Все казалось Ермолаю, что вокруг люди живут лучше, чем он. А самую большую зависть испытывал шавгун Ермолай к рыбаку Николаю. Идет ли утром Николай к своей лодке, вечером ли возвращается с моря в хижину – Ермолай затаится за деревом и смотрит злыми глазами. Чинит ли сеть Николай, рыбу ли вялит, выловленную намедни, – за всем этим наблюдает Ермолай из укрытия и сердится на то, что любая работа у сверстника его Николая спорится. Вот кажется, что тому же Ермолаю мешает перестать быть шавгуном, найти себе лодку старую, каковых много по берегу моря брошено, починить ее да и ловить рыбу, как всякий труженик в нашем селе. Однако же нет – даже мыслей таких не приходило в голову шавгуну Ермолаю. Да и верно ведь: проще бродить по селу и завидовать всем встречным и поперечным, нежели начать работать; проще быть шавгуном, чем тружеником. Так что же тогда завидовать, раз сам не хочешь трудиться? Ответа на этот вопрос, пожалуй, не найти. А только завидовал шавгун Ермолай рыбаку Николаю – и все тут. И однажды зависть завела шавгуна Ермолая очень далеко.

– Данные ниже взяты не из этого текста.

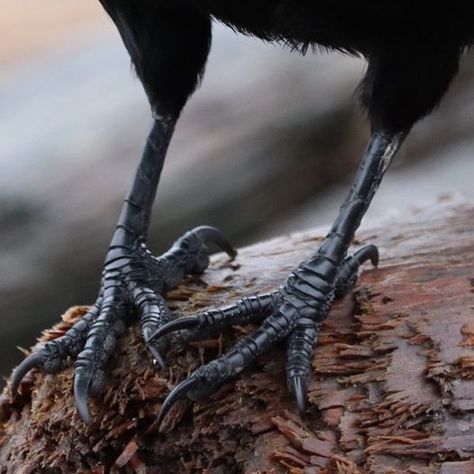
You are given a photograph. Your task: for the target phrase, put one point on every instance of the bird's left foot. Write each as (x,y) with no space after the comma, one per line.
(295,312)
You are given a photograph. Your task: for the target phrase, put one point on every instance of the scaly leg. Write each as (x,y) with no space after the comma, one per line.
(297,310)
(168,45)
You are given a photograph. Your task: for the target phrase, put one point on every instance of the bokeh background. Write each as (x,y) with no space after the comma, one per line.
(267,145)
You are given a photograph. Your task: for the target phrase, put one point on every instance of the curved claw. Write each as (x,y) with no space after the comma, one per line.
(32,361)
(188,322)
(211,234)
(297,387)
(179,392)
(81,391)
(369,252)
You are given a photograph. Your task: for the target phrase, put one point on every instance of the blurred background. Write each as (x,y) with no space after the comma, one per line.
(267,145)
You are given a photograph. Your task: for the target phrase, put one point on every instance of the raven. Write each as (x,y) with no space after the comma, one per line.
(412,51)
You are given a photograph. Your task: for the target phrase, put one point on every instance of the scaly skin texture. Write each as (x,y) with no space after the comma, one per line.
(412,53)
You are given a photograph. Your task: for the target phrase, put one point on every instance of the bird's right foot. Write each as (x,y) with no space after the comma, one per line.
(132,282)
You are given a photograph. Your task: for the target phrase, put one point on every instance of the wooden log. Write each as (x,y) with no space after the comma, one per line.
(392,387)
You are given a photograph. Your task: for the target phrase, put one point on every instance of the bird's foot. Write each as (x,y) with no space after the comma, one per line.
(132,283)
(294,312)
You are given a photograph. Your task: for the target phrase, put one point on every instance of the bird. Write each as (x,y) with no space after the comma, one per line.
(412,51)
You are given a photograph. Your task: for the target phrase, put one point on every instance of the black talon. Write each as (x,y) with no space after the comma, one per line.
(210,234)
(33,360)
(297,388)
(178,392)
(81,392)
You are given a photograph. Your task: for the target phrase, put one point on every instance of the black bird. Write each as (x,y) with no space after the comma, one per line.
(412,51)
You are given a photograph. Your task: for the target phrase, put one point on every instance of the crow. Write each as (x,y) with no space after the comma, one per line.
(412,51)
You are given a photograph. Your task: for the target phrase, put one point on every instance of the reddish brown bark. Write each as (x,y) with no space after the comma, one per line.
(392,388)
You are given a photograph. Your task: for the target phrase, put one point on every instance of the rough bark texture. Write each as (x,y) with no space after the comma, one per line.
(392,388)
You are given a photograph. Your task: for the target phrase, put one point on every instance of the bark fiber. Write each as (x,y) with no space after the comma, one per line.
(392,387)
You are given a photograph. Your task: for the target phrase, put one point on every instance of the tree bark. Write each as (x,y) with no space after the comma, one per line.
(392,387)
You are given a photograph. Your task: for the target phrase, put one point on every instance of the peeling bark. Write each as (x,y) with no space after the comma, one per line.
(392,388)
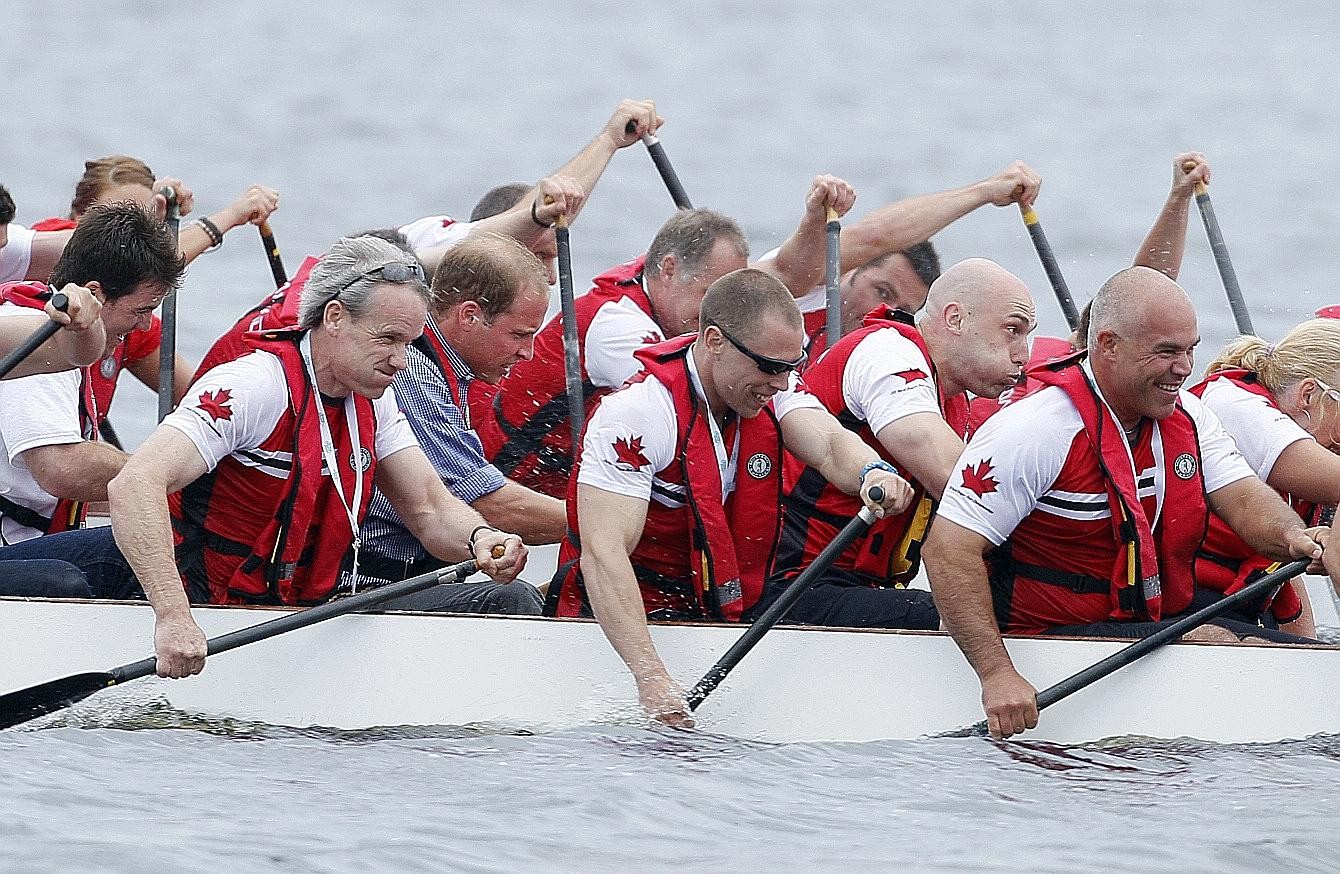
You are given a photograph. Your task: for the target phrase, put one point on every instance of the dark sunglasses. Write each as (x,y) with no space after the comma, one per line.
(771,366)
(393,272)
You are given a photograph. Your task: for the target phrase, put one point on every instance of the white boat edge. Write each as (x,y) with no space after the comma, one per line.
(800,684)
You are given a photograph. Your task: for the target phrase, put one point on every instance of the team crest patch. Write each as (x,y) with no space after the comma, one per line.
(759,465)
(1185,465)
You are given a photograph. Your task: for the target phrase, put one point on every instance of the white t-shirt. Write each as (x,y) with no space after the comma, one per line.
(887,377)
(434,231)
(233,408)
(1023,449)
(631,439)
(39,410)
(16,255)
(617,330)
(1260,430)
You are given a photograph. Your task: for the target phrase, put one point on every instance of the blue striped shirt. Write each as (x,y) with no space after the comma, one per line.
(441,422)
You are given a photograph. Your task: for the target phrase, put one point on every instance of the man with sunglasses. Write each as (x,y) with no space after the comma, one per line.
(1079,510)
(902,388)
(677,500)
(268,467)
(524,424)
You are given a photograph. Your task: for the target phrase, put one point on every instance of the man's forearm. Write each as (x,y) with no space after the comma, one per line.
(538,518)
(964,598)
(142,528)
(1163,245)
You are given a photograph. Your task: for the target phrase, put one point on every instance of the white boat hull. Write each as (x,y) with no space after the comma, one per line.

Лето было в самом разгаре. Стояли как раз те денечки, когда в море можно было наловить больше всего рыбы. И рыбак Николай этим пользовался – ранним утром уходил в море и возвращался только поздним вечером. Летом в наших краях не бывает темноты, а потому трудолюбивые люди могут работать чуть ли не круглые сутки напролет. Николай же был как раз очень трудолюбив, а вот зависть шавгуна Ермолая делалась в такие дни еще более сильной – казалось, Ермолай был готов на все, чтобы только сделать рыбаку Николаю хуже. И вот как-то раз, когда только лодка Николая отчалила от берега и направилась в открытое море, шавгун Ермолай подошел к ветхой хижине, что досталась Николаю от деда его, осмотрелся, чтобы никто его, Ермолая, не видел, да и поджег жилище несчастного рыбака Николая. Огонь моментально охватил всю хижину.

Увидал Николай из лодки своей, как валит дым, стал править к берегу. Однако пока причалил, пока добежал по каменистому склону до хижины своей, та выгорела уже дотла. Народ, заметив огонь, сразу сбежался, стал тушить, но проку от этого не было – сгорело жилище рыбака Николая. Догадались наши селяне, чьих рук это дело, пошли к шавгуну Ермолаю. Тот пытался отнекиваться, говорил, что, дескать, спал и ничего не видел, да только народ у нас умеет добиваться правды, коли таковая где-то есть. Вот и сейчас старик Кузьма так все расписал перед шавгуном Ермолаем, что вынудил того признаться во всем. Покаялся ли Ермолай в содеянном? Да ничуть! Совести-то у этого шавгуна давным-давно не было, а может, и никогда не было, то есть от самого рождения шавгун Ермолай напрочь был лишен того, что называют совестью.

Старик Кузьма, все наши поселяне стали бранить Ермолая, а тот сидит себе, улыбается и в ус не дует. Такой вот он человек, шавгун Ермолай. Случись нечто подобное где-нибудь на Юге, так несдобровать бы поджигателю, давно бы его побили, и это в лучшем случае. У нас же на Севере народ добрый, потому бить Ермолая не стали. А еще народ наш северный очень стариков уважает. Потому ждали все, что старик Кузьма скажет. Кузьма же подумал и сказал:

– Пока ты был простым шавгуном, Ермолай, мы тебя на селе терпели. Нынче же совершил ты проступок, после которого не жить тебе здесь. Потому уходи-ка ты подобру-поздорову.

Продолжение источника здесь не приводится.